While searching for a new author to read two years ago, I chanced upon Barbara Nadel. Her series featuring Inspector Ikmen and Mehmut Suleyman is set in Istanbul. While this is not a place I’d particularly be interested in visiting, Ms. Nadel’s telling of murder investigations set in this city is fascinating.
I have jumped back and forth in the Ikmen series, depending on what was available to me. Having received my Kindle credit for the book publisher’s price-fixing problems, I purchased her latest – Body Count.
I have said before that I don’t enjoy books with too much blood and gore. The Ikmen series is an exception. True, there is a lot of gore from time to time, but it is handled so well and woven into the plot in a manner which doesn’t have me dropping the book and screaming. High praise.
Body Count builds on the relationships between Ikmen, Suleyman and Ikmen’s sergeant Ayse. There is a serial killer on the loose in Istanbul and there aren’t any significant connections that direct the police for a spell.
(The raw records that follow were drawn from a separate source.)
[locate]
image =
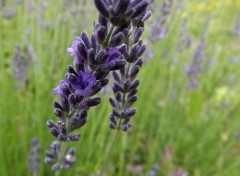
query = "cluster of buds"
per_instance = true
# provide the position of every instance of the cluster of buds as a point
(160, 28)
(115, 46)
(125, 86)
(52, 157)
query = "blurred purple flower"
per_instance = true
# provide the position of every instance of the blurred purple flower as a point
(113, 54)
(84, 83)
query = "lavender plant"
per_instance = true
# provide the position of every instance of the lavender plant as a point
(115, 45)
(185, 39)
(20, 67)
(196, 67)
(159, 28)
(34, 158)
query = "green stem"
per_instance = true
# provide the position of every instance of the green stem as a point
(106, 42)
(114, 139)
(63, 149)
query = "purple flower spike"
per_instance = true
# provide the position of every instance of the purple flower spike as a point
(74, 49)
(84, 83)
(58, 89)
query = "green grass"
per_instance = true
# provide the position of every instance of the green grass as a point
(201, 132)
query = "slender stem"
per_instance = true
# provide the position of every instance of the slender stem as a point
(108, 36)
(63, 149)
(114, 139)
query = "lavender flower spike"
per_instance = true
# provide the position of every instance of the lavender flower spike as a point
(96, 56)
(125, 86)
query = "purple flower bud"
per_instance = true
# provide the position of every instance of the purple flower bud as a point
(137, 34)
(62, 137)
(116, 113)
(75, 137)
(49, 154)
(134, 85)
(57, 105)
(85, 40)
(104, 82)
(51, 124)
(91, 57)
(131, 100)
(147, 16)
(82, 50)
(117, 87)
(71, 70)
(113, 119)
(65, 104)
(117, 39)
(93, 101)
(126, 85)
(121, 7)
(132, 93)
(141, 50)
(134, 71)
(54, 131)
(112, 125)
(139, 63)
(59, 113)
(93, 42)
(113, 103)
(102, 7)
(102, 56)
(100, 33)
(49, 160)
(72, 99)
(116, 77)
(118, 97)
(56, 167)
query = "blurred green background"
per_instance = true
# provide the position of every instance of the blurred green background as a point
(176, 127)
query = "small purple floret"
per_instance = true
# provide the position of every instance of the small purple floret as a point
(84, 83)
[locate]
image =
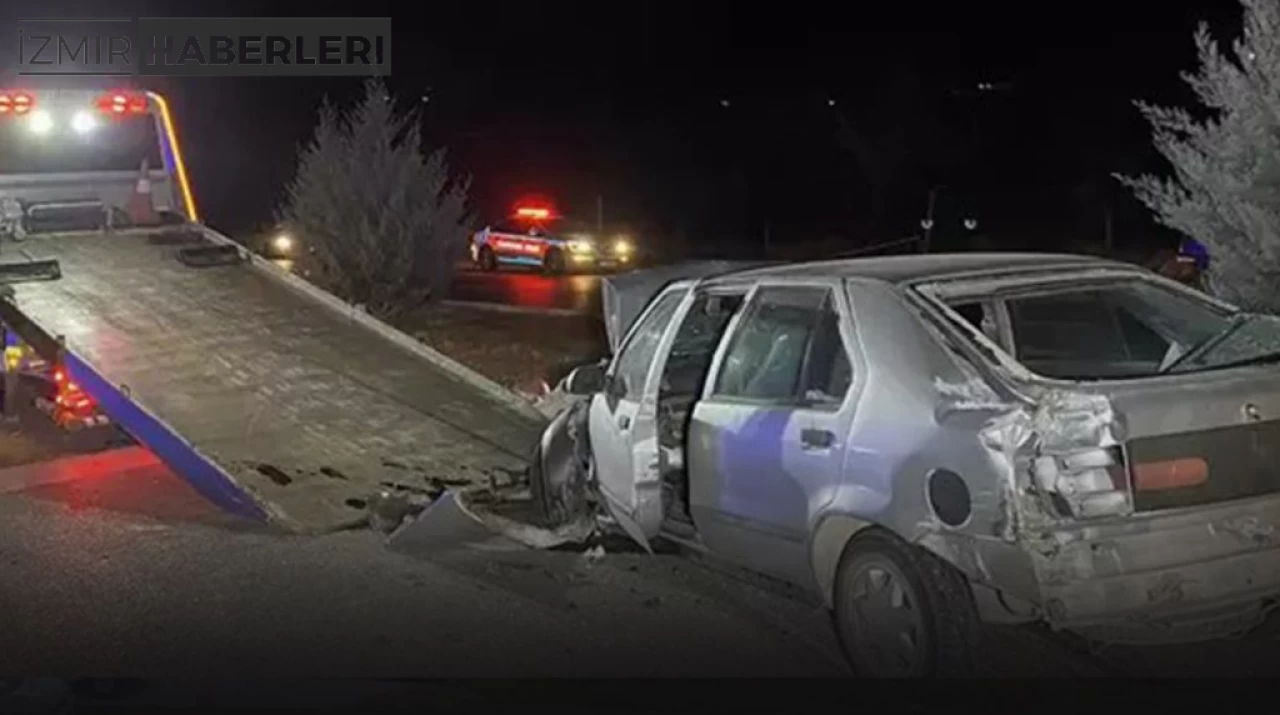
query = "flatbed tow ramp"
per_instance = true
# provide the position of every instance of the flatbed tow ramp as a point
(273, 398)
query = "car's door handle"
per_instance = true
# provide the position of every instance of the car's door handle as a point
(817, 439)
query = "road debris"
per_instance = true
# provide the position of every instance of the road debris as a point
(593, 554)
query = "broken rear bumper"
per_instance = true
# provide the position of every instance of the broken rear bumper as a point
(1165, 569)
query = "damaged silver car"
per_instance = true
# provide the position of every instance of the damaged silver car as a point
(929, 443)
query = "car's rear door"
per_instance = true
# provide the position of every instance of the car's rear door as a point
(766, 441)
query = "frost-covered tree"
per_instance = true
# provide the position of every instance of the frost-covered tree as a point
(383, 224)
(1225, 191)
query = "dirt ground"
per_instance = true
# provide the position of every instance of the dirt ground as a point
(519, 349)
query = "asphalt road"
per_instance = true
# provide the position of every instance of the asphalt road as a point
(136, 576)
(528, 288)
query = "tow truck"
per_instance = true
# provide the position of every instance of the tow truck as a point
(273, 398)
(540, 237)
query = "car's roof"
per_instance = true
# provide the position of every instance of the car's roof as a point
(908, 269)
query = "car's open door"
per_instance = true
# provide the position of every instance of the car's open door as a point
(624, 417)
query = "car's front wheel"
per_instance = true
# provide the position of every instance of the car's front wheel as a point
(488, 261)
(554, 262)
(901, 612)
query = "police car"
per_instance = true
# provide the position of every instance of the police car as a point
(539, 238)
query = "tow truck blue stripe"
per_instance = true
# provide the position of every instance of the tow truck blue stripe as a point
(181, 455)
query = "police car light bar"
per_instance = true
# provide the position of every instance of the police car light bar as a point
(533, 212)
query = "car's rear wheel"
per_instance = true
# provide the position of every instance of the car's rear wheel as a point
(554, 262)
(488, 261)
(901, 612)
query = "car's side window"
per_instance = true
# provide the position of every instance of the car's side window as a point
(636, 356)
(827, 372)
(784, 348)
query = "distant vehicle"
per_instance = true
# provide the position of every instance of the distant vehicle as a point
(539, 238)
(278, 243)
(928, 443)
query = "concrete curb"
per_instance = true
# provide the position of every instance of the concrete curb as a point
(506, 308)
(421, 349)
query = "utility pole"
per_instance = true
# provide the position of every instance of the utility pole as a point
(1107, 233)
(927, 224)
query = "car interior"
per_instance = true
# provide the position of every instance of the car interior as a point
(1110, 331)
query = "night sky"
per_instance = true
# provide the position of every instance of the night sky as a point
(839, 118)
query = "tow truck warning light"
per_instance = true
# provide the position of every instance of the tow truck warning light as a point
(16, 102)
(122, 102)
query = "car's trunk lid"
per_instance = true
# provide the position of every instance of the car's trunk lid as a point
(1201, 438)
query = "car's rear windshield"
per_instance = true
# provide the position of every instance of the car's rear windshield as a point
(1120, 330)
(72, 141)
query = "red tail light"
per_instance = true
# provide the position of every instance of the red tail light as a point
(122, 102)
(16, 102)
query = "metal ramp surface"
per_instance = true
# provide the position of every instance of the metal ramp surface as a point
(268, 399)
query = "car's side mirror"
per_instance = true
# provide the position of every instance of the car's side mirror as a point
(585, 380)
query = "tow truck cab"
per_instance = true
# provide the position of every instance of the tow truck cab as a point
(69, 156)
(77, 160)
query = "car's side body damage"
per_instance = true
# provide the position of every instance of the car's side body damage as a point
(1043, 493)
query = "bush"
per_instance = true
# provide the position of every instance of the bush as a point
(382, 225)
(1225, 191)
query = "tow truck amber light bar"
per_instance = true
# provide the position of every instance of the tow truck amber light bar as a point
(13, 101)
(120, 102)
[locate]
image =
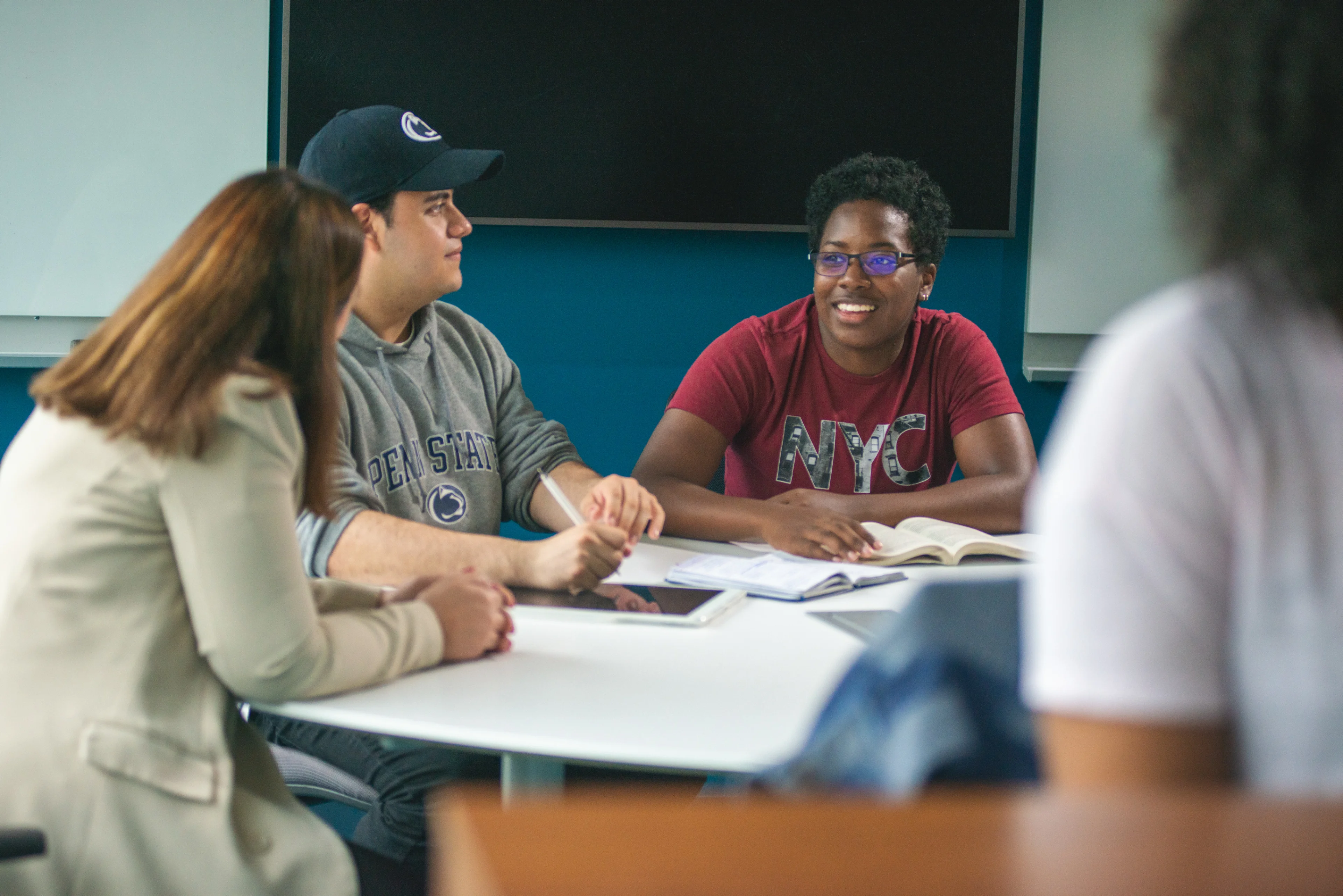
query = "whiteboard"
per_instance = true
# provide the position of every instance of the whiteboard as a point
(121, 119)
(1100, 233)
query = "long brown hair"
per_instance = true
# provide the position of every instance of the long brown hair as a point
(256, 284)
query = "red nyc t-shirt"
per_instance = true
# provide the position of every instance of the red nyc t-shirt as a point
(794, 418)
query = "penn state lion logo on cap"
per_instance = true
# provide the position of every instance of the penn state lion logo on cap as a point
(446, 504)
(417, 129)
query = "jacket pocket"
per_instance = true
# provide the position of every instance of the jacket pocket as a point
(150, 759)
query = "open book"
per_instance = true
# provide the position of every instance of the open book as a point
(777, 575)
(922, 539)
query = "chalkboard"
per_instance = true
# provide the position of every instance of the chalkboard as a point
(702, 113)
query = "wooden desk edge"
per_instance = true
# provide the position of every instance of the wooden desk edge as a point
(632, 843)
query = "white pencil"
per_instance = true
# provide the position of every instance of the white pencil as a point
(563, 500)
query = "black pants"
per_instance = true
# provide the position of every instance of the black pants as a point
(381, 876)
(395, 825)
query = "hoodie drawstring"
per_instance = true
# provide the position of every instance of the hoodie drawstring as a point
(415, 464)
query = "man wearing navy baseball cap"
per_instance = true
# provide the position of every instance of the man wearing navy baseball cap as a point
(438, 441)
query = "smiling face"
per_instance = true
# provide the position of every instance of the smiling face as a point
(864, 317)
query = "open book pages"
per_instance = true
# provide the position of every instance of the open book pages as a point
(922, 539)
(777, 575)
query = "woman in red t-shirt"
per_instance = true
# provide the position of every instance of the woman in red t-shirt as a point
(853, 403)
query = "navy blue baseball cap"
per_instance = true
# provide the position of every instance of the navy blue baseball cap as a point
(364, 153)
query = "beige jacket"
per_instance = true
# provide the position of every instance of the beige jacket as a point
(140, 597)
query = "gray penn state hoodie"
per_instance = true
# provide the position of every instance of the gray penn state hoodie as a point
(436, 430)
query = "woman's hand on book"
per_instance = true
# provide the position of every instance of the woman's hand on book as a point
(796, 527)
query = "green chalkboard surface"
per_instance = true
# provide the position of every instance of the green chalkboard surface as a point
(696, 112)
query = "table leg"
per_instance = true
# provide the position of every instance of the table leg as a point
(524, 777)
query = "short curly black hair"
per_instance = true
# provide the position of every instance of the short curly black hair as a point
(895, 182)
(1251, 100)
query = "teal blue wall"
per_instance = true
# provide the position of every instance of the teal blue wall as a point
(604, 323)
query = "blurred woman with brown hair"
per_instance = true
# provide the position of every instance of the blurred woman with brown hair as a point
(150, 573)
(1185, 625)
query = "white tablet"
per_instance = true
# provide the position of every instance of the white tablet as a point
(661, 605)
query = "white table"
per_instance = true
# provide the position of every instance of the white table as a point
(735, 696)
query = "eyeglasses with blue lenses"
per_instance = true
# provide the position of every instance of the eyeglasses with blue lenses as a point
(876, 264)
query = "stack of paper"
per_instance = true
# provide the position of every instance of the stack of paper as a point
(777, 577)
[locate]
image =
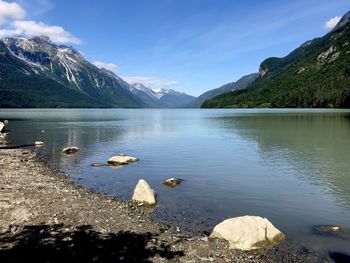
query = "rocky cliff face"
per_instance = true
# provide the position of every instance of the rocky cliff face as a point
(316, 74)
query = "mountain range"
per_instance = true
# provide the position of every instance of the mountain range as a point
(315, 75)
(35, 72)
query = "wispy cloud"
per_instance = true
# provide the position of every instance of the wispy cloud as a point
(154, 82)
(110, 66)
(331, 23)
(10, 11)
(12, 15)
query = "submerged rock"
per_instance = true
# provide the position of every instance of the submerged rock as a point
(248, 232)
(328, 228)
(121, 160)
(172, 182)
(70, 150)
(144, 193)
(38, 143)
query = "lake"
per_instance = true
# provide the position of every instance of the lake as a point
(291, 166)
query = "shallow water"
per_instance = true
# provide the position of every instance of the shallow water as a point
(291, 166)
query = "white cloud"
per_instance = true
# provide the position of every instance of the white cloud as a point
(10, 11)
(331, 23)
(55, 33)
(110, 66)
(154, 82)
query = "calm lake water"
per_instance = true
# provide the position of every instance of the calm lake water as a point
(291, 166)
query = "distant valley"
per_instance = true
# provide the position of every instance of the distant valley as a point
(37, 73)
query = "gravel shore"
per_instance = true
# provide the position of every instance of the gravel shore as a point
(44, 217)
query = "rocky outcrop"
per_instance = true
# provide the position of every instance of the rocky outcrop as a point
(248, 232)
(172, 182)
(38, 143)
(70, 150)
(121, 160)
(143, 193)
(262, 71)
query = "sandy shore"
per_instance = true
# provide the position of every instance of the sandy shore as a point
(44, 217)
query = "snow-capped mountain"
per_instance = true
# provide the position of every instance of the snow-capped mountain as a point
(35, 72)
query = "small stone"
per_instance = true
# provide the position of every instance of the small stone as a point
(328, 228)
(143, 193)
(98, 164)
(172, 182)
(121, 160)
(2, 126)
(205, 239)
(70, 150)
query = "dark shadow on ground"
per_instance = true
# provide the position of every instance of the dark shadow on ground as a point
(56, 243)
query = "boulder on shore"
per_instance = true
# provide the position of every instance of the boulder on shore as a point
(70, 150)
(328, 228)
(248, 232)
(121, 160)
(172, 182)
(144, 193)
Once the threads of connection come together, the denouement is swift and startling.
Ms. Nadel has developed her characters over many novels. Ikmen is a short, ugly, scruffy and continuously smoking man with a disdain for the religious and second-sight he inherited from his mother. He is close to retirement and trying to figure out how he will live once it happens.
Suleyman is a womanizer. Born to an old royal family in Turkey, his looks and raw sex appeal give credence to his constant need for female companionship. In the first few novels, he was a sympathetic creature. In this last, even Ms. Nadel is tiring of his libido, which he cannot keep in check. He has fallen from being merely handsome and sexually attractive to being slightly depraved.
Ayse Farsakoglu has appeared in most of the novels. Originally a constable, she has had an on and off relationship with Suleyman. Her obsession for him and her inability to get away from it, has colored her life and ruined at least one promising relationship. The tensions between her and Suleyman and their ill-fated affair motivate almost all of her actions.
Throughout the book, up until the murderer was unmasked, I was totally in the dark. I love that. Reading a mystery isn’t much fun if you can solve the mystery by page 100.
With these relationships woven into the fabric of old Istanbul, along with gypsies and the remnants of the Ottoman Empire, this book is a must read.
Luckily for all of us, Ms. Nadel also writes two other serial mysteries, one set in WWII and the other in modern-day London. I have read one of the second series and can definitely recommend it as well-written as the Ikmen series.